Q. Coach, can you just talk about the way your team hung in there and didn't give up to force overtime and then to win it after seemed like the Wings controlled the play?
COACH RANDY CARLYLE: Again, this group has been pretty much a resilient bunch of athletes that are committed to doing whatever it takes.
And when things don't go quite the way you'd like them to go throughout the hockey game and you're still in it, you know, with down one goal, they've had the ability to reach back and they're the ones that should be credited for it, because a lot of things didn't go our way tonight and there's lots of room for improvement.
In the end we found a way to get it done. There's been no quitting in this group whatsoever right from the beginning, early in September in training camp, right through to tonight. And they're to be commended for that.
Q. I was wondering if you could talk about the second period and what these players were kind of ? what their thoughts were in the third.
COACH RANDY CARLYLE: We asked again and we've asked it a couple times that you can't go out and take four straight penalties or five straight penalties in a period and expect to have momentum.
I think at one point we had two shots for the period. We took four straight penalties and it really taxes a lot of people that are penalty killers, your defense, and then your goaltender. Again, we can't continually do that.
But we've survived that tonight. And you know we had some great performances by some individuals, stepped up and were a big part of our group. Once we got into the third period we said we know we can be better, let's get back to doing some things that has given us some success, some momentum.
And we stayed with it. And we pulled a goalie with I think it was a minute and 47 seconds left in the period but we scored on it. And it's a good move when it works. And when it doesn't work it's a bad move.
Q. Two questions. First, could you just explain why you called a time out when you did, and secondly the decisions the last two games to put in Carter and Motzko and give them the ice time, especially late in the game. What was the thinking there and what does that say about those kids that they did what they did?
COACH RANDY CARLYLE: Again, the timeout was utilized because the players were dead tired. And we had 47 seconds left and we didn't want anything bad to happen. Settled down, got our checking group out there. We got Beauchemin and Niedermayer because they were on the power play. We felt it was necessary at that point.
As far as utilizing the other young kids, we felt that we needed a little bit of energy, and I thought they provided that for us. They were fine.

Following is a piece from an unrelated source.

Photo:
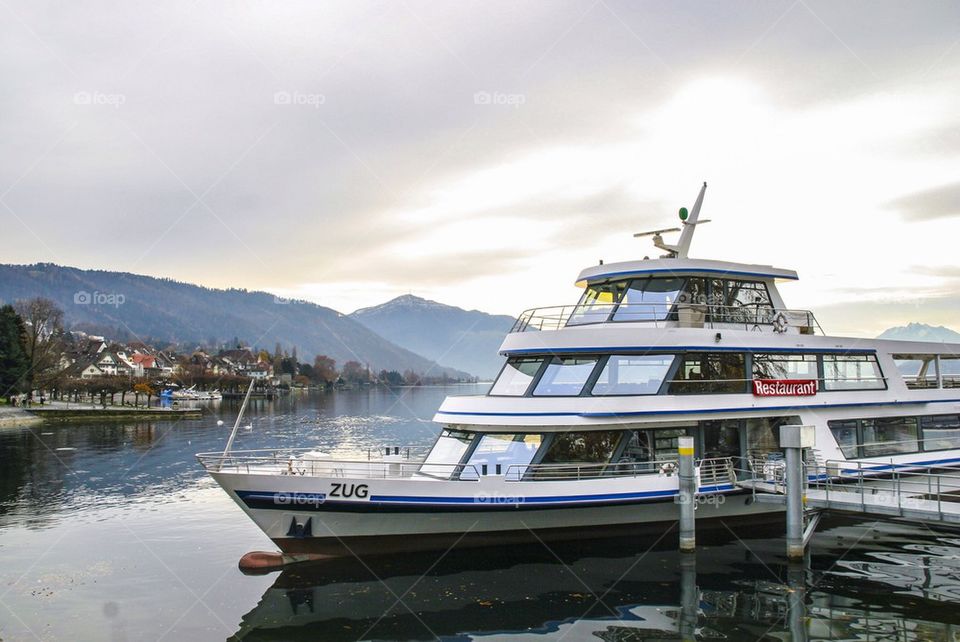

Obviously it's a tall task to ask that of young players in the Stanley Cup Conference Finals, but these guys are veteran players that have come in after one year in the American Hockey League, for the Carter kid and Motzko has played a number of situations that would be as intense at the lower level. But they're confident. The big thing about those kids is they're going to be part of our future and we have to make sure that we can expose them to some of these situations and expect them to come back even stronger.
I think it will be easier for them to play in the next game if we make a decision to utilize them. I think those things are important.
Q. Do you have a ground rule on when to pull the goalie and did you do it then because nothing seemed to be really going for you?
COACH RANDY CARLYLE: No, the reason we did it then was we need that. The goaltender was going to come out at some point. So when the penalty was called, delayed it a little bit and then we made the decision to pull the goaltender. That gives us six?on?four. And then you start with the puck all the time. We were able to find a way to keep the puck in a couple of times. I'm sure people will say it deflected off Lidstrom's stick.
But we executed. Pronger moved the puck down to Selanne, into the middle to Niedermayer and shot it. And that's what happens when you direct the puck. Sometimes the bounces go for you, sometimes they go against you.
For our group, we weren't quitting. That's the one thing that's going to be a consistent with this group of individuals. You can trust them that they're going to give you their best night in, night out.